A luta que acontecia no meio daquele hotel se intensificava, e a troca de socos entre Maka e aquele capanga orgulhoso passava a se tornar obsessiva e sangrenta. O lado sádico de Jabami logo vinha a tona, sua sede de sangue queimando dentro de seu peito enquanto seus olhos se avermelhavam e suas veias saltavam, transformando-a na última imagem de vida de alguém. O homem que lutava contra ela, apesar de estar um tanto amedrontado naquele momento, segurava seus nervos para não perder aquela luta tão pateticamente, mas era distraído, assim como todos, pelo chefe daquela operação ordenando alguém para descer até a origem do som inexplicável.

Aquele pequeno tempo de distração que o guarda tinha era o suficiente para que Maka pegasse um dos inúmeros móveis do bar e jogasse na direção do seu oponente. O instinto do sujeito era incrível, fazendo com que ele conseguisse bater na cadeira antes que ela pudesse acertar em cheio sua cabeça. Esse golpe de sobrevivência, porém, novamente dava tempo mais do que o suficiente para que Maka, em um ímpeto, ir até sua direção e esmagar seus dois joelhos com o cano que usava como arma. Um alto e expressivo grunhido de dor era ouvido do homem, que agora suportava uma dor nunca sentida.

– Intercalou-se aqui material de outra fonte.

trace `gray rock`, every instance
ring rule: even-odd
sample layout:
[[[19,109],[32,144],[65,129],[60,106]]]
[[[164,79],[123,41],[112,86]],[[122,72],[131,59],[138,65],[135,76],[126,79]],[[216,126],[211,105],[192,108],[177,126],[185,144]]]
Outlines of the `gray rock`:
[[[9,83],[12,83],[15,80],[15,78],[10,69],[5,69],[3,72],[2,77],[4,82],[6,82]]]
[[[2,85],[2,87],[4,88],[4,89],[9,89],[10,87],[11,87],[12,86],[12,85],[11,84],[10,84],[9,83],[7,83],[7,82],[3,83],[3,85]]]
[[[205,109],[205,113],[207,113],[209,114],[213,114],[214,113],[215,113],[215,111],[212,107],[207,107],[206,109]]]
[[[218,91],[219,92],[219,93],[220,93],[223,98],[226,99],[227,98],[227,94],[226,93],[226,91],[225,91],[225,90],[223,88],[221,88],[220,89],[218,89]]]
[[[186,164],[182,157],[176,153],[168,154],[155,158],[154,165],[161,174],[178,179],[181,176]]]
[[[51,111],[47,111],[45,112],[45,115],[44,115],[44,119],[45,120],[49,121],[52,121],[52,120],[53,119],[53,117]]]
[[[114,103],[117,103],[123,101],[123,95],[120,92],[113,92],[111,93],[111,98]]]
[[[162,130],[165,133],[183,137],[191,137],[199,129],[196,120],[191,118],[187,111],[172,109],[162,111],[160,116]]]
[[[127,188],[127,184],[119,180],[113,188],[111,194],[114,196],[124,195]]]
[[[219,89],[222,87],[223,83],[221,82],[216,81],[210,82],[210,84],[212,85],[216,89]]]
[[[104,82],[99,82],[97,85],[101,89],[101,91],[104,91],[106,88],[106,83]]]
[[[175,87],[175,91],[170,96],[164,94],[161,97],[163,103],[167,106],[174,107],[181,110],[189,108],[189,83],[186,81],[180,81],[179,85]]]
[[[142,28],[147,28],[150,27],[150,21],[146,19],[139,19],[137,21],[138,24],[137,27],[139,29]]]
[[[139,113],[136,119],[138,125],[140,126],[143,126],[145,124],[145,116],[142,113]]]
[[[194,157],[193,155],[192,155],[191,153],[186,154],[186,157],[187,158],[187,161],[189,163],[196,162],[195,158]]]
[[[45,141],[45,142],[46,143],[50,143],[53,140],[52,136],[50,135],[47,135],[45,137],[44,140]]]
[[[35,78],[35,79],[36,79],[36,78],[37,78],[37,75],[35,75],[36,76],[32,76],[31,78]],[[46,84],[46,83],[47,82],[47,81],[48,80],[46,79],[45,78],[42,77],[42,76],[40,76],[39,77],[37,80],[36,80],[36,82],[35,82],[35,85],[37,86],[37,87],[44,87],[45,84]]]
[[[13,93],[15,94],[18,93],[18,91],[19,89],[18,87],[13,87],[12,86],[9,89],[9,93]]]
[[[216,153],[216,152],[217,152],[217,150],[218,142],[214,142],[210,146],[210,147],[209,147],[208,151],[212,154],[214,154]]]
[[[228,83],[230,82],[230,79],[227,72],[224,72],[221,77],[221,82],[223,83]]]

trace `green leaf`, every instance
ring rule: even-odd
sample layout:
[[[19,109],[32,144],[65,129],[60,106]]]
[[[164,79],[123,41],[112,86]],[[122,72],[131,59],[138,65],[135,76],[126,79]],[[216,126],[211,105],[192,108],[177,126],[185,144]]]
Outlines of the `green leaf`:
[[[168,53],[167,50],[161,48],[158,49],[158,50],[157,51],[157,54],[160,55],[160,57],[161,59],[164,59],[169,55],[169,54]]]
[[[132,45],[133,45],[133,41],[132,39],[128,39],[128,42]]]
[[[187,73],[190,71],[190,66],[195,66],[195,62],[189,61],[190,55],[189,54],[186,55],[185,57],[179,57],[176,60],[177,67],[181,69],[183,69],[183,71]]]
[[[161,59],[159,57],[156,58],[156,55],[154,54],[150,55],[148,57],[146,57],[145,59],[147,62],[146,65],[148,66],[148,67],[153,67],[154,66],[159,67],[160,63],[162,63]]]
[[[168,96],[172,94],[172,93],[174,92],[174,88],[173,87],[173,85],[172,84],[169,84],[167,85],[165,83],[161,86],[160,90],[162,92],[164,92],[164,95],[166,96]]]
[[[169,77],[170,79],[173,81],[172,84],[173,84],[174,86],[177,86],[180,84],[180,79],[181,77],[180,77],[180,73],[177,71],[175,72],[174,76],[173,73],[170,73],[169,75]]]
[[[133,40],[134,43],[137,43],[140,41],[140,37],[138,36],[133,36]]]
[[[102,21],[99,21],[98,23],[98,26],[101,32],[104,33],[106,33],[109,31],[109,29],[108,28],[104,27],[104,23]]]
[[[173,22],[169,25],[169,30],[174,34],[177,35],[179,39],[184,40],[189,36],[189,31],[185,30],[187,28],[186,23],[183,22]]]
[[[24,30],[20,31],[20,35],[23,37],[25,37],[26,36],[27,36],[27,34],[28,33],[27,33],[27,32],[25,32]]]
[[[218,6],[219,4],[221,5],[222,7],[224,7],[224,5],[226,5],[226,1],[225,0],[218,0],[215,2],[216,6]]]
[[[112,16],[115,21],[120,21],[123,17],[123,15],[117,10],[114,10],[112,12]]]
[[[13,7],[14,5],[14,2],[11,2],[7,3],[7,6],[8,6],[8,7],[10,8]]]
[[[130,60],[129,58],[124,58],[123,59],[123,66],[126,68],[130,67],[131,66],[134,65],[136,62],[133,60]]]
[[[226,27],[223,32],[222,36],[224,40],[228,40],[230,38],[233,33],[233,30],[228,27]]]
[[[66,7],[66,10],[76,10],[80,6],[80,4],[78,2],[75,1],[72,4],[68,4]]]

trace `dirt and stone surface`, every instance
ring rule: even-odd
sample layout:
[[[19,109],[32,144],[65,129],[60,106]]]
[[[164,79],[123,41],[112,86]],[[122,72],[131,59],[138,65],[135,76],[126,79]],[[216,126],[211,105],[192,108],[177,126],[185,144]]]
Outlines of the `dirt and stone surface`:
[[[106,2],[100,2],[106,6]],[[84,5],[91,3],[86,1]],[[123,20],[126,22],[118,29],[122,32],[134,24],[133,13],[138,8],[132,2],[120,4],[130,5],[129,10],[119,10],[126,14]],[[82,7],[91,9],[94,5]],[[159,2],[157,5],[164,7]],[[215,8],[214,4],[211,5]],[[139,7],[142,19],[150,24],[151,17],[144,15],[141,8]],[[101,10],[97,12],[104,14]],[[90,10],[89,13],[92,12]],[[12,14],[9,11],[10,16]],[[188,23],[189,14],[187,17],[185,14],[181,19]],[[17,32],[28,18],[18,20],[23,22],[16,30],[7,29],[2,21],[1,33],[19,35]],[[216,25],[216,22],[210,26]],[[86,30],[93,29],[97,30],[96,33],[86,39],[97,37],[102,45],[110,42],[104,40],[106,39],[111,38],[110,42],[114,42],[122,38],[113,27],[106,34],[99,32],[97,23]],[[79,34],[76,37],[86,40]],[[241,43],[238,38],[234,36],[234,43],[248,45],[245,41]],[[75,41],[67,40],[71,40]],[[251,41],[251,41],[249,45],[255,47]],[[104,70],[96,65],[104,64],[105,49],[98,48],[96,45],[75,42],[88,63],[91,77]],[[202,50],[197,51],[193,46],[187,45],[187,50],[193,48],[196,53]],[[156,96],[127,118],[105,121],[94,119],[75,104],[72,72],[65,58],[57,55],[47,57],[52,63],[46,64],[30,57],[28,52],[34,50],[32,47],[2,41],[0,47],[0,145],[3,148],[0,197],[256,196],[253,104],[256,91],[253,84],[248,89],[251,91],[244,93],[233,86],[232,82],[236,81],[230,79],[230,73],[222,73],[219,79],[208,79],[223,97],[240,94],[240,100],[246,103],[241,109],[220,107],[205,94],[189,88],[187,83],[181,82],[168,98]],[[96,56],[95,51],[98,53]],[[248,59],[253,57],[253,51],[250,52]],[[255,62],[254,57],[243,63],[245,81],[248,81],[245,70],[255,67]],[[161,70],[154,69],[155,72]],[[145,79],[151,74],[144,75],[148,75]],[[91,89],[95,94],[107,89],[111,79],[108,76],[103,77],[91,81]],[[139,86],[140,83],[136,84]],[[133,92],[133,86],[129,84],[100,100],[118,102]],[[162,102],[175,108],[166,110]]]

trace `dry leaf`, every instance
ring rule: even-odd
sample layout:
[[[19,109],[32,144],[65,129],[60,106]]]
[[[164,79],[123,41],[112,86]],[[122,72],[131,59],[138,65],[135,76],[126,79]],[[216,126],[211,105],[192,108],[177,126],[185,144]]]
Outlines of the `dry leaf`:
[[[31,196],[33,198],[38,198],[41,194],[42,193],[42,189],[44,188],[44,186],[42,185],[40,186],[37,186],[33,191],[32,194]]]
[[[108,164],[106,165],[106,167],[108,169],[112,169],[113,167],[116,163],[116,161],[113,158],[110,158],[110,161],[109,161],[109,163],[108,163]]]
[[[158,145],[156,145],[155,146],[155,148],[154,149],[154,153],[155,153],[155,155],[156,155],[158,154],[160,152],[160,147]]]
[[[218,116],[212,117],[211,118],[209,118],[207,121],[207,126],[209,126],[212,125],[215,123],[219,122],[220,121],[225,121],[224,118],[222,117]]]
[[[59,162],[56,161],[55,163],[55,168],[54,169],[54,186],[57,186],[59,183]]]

O som que saía da boca dele era o suficiente para acelerar os passos de seu colega que corria em direção ao térreo, inclusive seu chefe. — Se apresse! — a sua ordem era clara, mas por um momento, parecia estar quieto, como quem parasse e pensasse sobre a situação como um todo. De qualquer forma, o massacre que Maka produzia não chegava a um fim, partindo agora para a finalização de sua caça. Ainda com o pedaço de cano em mãos, liberava investidas de cima para baixo em sua cabeça, que logo começava a sangrar, e sua consciência eclipsava daquela realidade.

Em seguida, sem dó nem piedade alguma, batia contra seu crânio mais três vezes, totalmente amassando a cabeça do homem. Sangue jorrava pelos cortes e ferimentos abertos, além de diversas fraturas expostas que transformavam a cena em uma carnificina. Como se tivesse esquecido do perigo em que estavam, Euntae olhava para sua irmã coberta em sangue de outra pessoa logo após seu ato que libertava o espírito animal que residia dentro da moça. Seus olhos bruxuleavam, e sua expressão quase deixava uma face de medo e pena escapar. O homem, como quem tentasse calcular o que estava acontecendo antes de "cair a ficha", apenas encarava sua irmã, sem fala alguma.

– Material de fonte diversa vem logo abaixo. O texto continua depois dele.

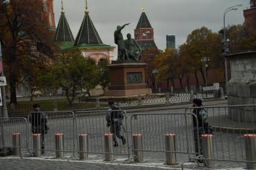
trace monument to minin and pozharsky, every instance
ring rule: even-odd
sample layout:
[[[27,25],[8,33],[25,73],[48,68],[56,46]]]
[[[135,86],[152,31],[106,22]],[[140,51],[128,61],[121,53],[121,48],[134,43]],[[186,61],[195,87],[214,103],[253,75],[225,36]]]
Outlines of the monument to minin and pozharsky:
[[[112,61],[110,68],[110,85],[105,91],[106,96],[128,96],[152,93],[145,81],[146,64],[140,62],[143,50],[128,34],[124,40],[121,32],[126,26],[117,26],[114,31],[114,43],[118,46],[117,61]]]

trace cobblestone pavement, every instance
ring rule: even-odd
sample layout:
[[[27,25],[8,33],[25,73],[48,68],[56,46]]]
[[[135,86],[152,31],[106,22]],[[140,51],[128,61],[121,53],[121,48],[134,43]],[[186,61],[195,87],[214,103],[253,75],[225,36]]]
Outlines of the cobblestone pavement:
[[[216,114],[219,115],[226,114],[226,112],[225,112],[225,109],[220,109],[217,111],[214,112],[213,110],[209,110],[209,116],[216,116]],[[163,114],[154,114],[156,113],[163,113]],[[164,113],[172,114],[166,115],[164,114]],[[169,166],[163,166],[163,163],[165,162],[165,153],[163,153],[163,151],[165,150],[164,134],[176,134],[177,151],[186,153],[189,150],[188,146],[189,146],[190,153],[194,152],[192,116],[187,116],[187,121],[186,122],[185,116],[184,115],[183,115],[184,113],[184,109],[150,111],[147,112],[136,113],[137,114],[148,114],[147,115],[137,115],[136,117],[133,117],[133,119],[131,120],[131,118],[133,114],[127,114],[126,121],[124,121],[123,124],[126,132],[125,132],[124,129],[122,129],[121,132],[122,135],[125,136],[126,139],[128,138],[126,142],[130,144],[130,147],[131,147],[131,134],[143,134],[143,149],[145,150],[155,151],[144,152],[145,163],[149,163],[149,166],[152,165],[150,165],[150,163],[151,162],[154,162],[157,165],[162,165],[160,168],[157,166],[154,166],[154,168],[150,166],[147,166],[146,168],[143,166],[138,166],[139,167],[138,168],[139,169],[160,169],[170,168]],[[48,121],[49,130],[48,133],[45,135],[46,150],[49,151],[46,151],[44,156],[53,158],[55,156],[55,152],[50,151],[54,150],[55,149],[55,133],[64,133],[64,150],[65,151],[72,151],[73,147],[75,147],[75,150],[77,151],[76,135],[86,133],[89,136],[89,152],[91,153],[90,154],[90,155],[93,156],[90,160],[93,162],[94,160],[100,160],[101,161],[94,163],[81,162],[67,162],[64,161],[59,162],[56,160],[49,160],[49,159],[48,159],[48,160],[36,159],[36,161],[33,161],[33,160],[28,159],[25,159],[22,160],[15,159],[9,159],[6,160],[0,159],[0,164],[2,165],[2,163],[3,163],[4,165],[6,165],[6,166],[7,166],[8,164],[7,163],[8,162],[9,162],[10,164],[10,162],[11,162],[13,160],[13,165],[14,166],[15,165],[17,166],[15,168],[17,168],[17,169],[19,168],[19,163],[22,164],[24,163],[25,164],[28,164],[28,166],[35,166],[33,165],[36,162],[39,162],[40,165],[42,165],[42,167],[44,167],[44,166],[47,166],[48,165],[49,165],[51,167],[52,166],[52,169],[80,169],[80,168],[83,168],[84,166],[92,168],[88,169],[134,169],[134,167],[133,166],[134,166],[134,165],[128,165],[127,162],[116,162],[111,165],[108,163],[107,163],[106,165],[105,163],[102,164],[102,160],[104,159],[104,155],[102,154],[97,154],[96,157],[94,157],[95,156],[95,153],[104,153],[105,148],[104,135],[110,133],[109,128],[106,126],[105,117],[104,115],[105,112],[98,112],[98,115],[95,115],[94,114],[92,114],[92,113],[90,113],[90,114],[81,113],[76,118],[76,126],[75,126],[75,122],[72,117],[63,117],[62,118],[57,118],[54,117],[49,118]],[[186,124],[187,126],[186,126]],[[31,125],[29,124],[30,127],[30,126]],[[25,133],[24,129],[19,128],[19,127],[13,127],[13,125],[10,126],[5,126],[5,129],[4,131],[5,132],[8,132],[10,134],[11,134],[11,133],[16,132],[21,132],[21,135]],[[186,133],[187,129],[188,129],[187,134]],[[77,130],[78,134],[74,134],[73,132],[75,132],[75,129]],[[17,132],[17,130],[19,130],[19,132]],[[33,146],[31,136],[30,132],[29,132],[30,148],[32,148]],[[240,134],[215,132],[214,136],[214,158],[221,159],[245,160],[245,156],[244,150],[243,150],[244,145],[243,139],[241,138]],[[187,138],[189,138],[189,139],[187,139]],[[11,145],[11,136],[10,135],[10,138],[8,138],[10,146]],[[189,141],[188,144],[187,141]],[[24,141],[22,141],[22,142],[24,143]],[[132,155],[131,148],[128,147],[127,144],[125,145],[121,144],[121,141],[120,140],[119,141],[119,147],[114,148],[114,152],[116,154],[122,155],[116,155],[115,156],[115,157],[117,159],[127,159],[128,158],[129,154]],[[24,144],[23,144],[23,145],[24,145]],[[24,150],[23,150],[23,151]],[[72,155],[72,153],[66,153],[65,154],[66,156],[70,156]],[[77,156],[76,153],[75,153],[75,155]],[[78,160],[78,157],[76,157],[76,159],[73,159],[72,161],[76,161],[77,160]],[[177,162],[181,163],[188,160],[189,157],[187,154],[177,154]],[[5,163],[5,161],[7,163]],[[115,163],[116,165],[115,165]],[[120,168],[120,166],[119,166],[120,163],[122,166],[123,166],[123,168]],[[240,167],[245,167],[245,163],[236,162],[216,162],[216,164],[217,166],[212,169],[225,169],[228,168],[237,168],[236,169],[240,169],[239,168],[240,168]],[[56,166],[58,165],[64,165],[61,167]],[[145,163],[143,165],[143,166],[145,166]],[[193,165],[191,165],[190,163],[186,165],[185,167],[189,169],[192,169],[193,168]],[[5,167],[4,166],[5,165],[3,166],[4,166],[2,167]],[[37,166],[35,167],[37,168]],[[64,167],[63,168],[66,168],[67,169],[62,169],[63,167]],[[173,167],[173,168],[174,168],[174,169],[179,169],[181,165],[180,164],[175,167]],[[31,168],[34,168],[32,167]],[[2,169],[1,168],[2,168],[2,166],[0,166],[0,169]],[[16,169],[15,168],[5,168],[2,169]],[[41,166],[40,166],[40,168],[41,168]],[[205,168],[199,167],[197,168],[197,169],[204,169]],[[22,169],[19,168],[19,169]],[[34,169],[45,169],[42,168]]]

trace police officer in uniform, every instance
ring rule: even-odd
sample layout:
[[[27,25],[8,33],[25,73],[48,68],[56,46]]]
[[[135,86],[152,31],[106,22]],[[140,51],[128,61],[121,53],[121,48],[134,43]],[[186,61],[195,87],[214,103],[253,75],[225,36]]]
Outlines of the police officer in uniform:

Ele saía daquele transe não muito após, quando ouvia os passos do próximo capanga mais próximos do térreo. Ele imediatamente passava a agir, segurando mais forte o cano em sua mão e tentando esquecer momentaneamente o que ocorrera ali. Antes de mais nada, precisavam sair daquele lugar vivos, o resto seria história. Maka, mesmo parecendo estar possuída, pensava logicamente e decidia que não havia tempo para pedir uma arma para o dono do bar que tremia de pavor. Pegando a garrafa do chão que havia anteriormente jogado na sua última vítima, ela começava a subir aqueles lances de escada, pretendendo se encontrar com a próxima caça do dia.

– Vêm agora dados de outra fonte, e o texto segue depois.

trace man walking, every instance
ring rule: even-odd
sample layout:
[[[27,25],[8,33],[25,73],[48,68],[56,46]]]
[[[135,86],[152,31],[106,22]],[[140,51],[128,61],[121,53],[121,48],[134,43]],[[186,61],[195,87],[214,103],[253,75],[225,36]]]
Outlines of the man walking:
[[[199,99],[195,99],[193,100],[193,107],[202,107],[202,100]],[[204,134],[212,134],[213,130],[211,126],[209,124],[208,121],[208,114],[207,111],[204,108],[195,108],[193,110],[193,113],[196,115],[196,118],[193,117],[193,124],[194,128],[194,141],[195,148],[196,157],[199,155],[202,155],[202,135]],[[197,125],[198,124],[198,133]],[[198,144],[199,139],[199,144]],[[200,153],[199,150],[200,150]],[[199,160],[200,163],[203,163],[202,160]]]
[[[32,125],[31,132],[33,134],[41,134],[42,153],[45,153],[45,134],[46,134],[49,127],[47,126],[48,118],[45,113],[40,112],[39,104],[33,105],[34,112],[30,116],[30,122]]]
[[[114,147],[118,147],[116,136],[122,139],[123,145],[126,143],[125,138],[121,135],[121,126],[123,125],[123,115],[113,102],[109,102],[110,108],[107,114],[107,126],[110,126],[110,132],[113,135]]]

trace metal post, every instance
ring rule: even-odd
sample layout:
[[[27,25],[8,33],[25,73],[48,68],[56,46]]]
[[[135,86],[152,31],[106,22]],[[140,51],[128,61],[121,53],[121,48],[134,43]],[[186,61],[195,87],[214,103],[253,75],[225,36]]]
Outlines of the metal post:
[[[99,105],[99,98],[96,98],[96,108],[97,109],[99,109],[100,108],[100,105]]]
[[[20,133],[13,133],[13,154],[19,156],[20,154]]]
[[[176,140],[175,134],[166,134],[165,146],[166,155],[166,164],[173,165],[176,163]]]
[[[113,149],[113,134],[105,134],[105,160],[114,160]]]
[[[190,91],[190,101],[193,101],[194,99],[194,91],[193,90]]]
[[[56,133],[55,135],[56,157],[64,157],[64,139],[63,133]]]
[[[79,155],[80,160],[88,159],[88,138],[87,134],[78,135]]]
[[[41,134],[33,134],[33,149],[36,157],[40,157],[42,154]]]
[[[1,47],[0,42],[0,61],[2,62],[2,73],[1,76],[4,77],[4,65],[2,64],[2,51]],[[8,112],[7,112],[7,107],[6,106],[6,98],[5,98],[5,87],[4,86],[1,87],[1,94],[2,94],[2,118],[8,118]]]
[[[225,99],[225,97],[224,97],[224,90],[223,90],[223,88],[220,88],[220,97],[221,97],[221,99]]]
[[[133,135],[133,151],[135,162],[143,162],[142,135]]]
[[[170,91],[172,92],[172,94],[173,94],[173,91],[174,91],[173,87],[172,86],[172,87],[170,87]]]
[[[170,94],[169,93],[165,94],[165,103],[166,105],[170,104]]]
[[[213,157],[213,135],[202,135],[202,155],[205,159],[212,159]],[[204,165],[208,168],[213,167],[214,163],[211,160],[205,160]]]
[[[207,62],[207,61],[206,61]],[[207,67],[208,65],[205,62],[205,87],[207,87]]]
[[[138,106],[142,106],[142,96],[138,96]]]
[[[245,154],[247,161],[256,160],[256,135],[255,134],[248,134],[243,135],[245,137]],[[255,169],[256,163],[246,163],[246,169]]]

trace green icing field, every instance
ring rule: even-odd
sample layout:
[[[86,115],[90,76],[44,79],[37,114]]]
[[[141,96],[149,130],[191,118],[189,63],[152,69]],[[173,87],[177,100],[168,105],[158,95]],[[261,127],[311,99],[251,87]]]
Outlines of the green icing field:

Indo até o local, podia ver o capanga que Euntae havia derrotado, estirado no chão, porém, sem qualquer gota de sangue saindo de seu corpo. Ela parecia não se importar muito com isso naquele momento, já que, em passos pesados, subia freneticamente os degraus. Não demorava muito para que os inimigos se encontrassem em uma reunião não tão amigável. Maka, como se tivesse nascido pronta, pulava em sua direção o "esfaqueando" com aquele pedaço de vidro. Ela agora se encontrava no segundo andar, em cima de um dos capangas, constantemente perfurando sua cabeça como se fosse um mero manequim.

A cena do assassinato que ocorria ali não era das mais bonitas, enquanto sangue jorrava por todos os lados, voando no rosto da mulher e encharcando seus cabelos. Seu corpo inteiro parecia ter sido pintado com uma tinta rubra forte, e o cheiro que saía daquela bagunça não era dos mais agradáveis. Euntae chegava alguns segundos depois até a cena, presenciando o fim do que parecia ter sido o jantar de uma fera da selva. Nem ao menos se esforçava para criar a cena do ocorrido, já sabendo dos detalhes por tê-lo visto anteriormente. Nesse momento, um silêncio constrangedor subia sob aquele lugar. Todos os capangas restantes que atormentavam a vida de Maka e o chefe deles estavam naquele andar, olhando atônitos ao que acabara de ocorrer. Todos sabiam o que ocorreria não muito depois, mas ninguém ousava fazer o primeiro movimento.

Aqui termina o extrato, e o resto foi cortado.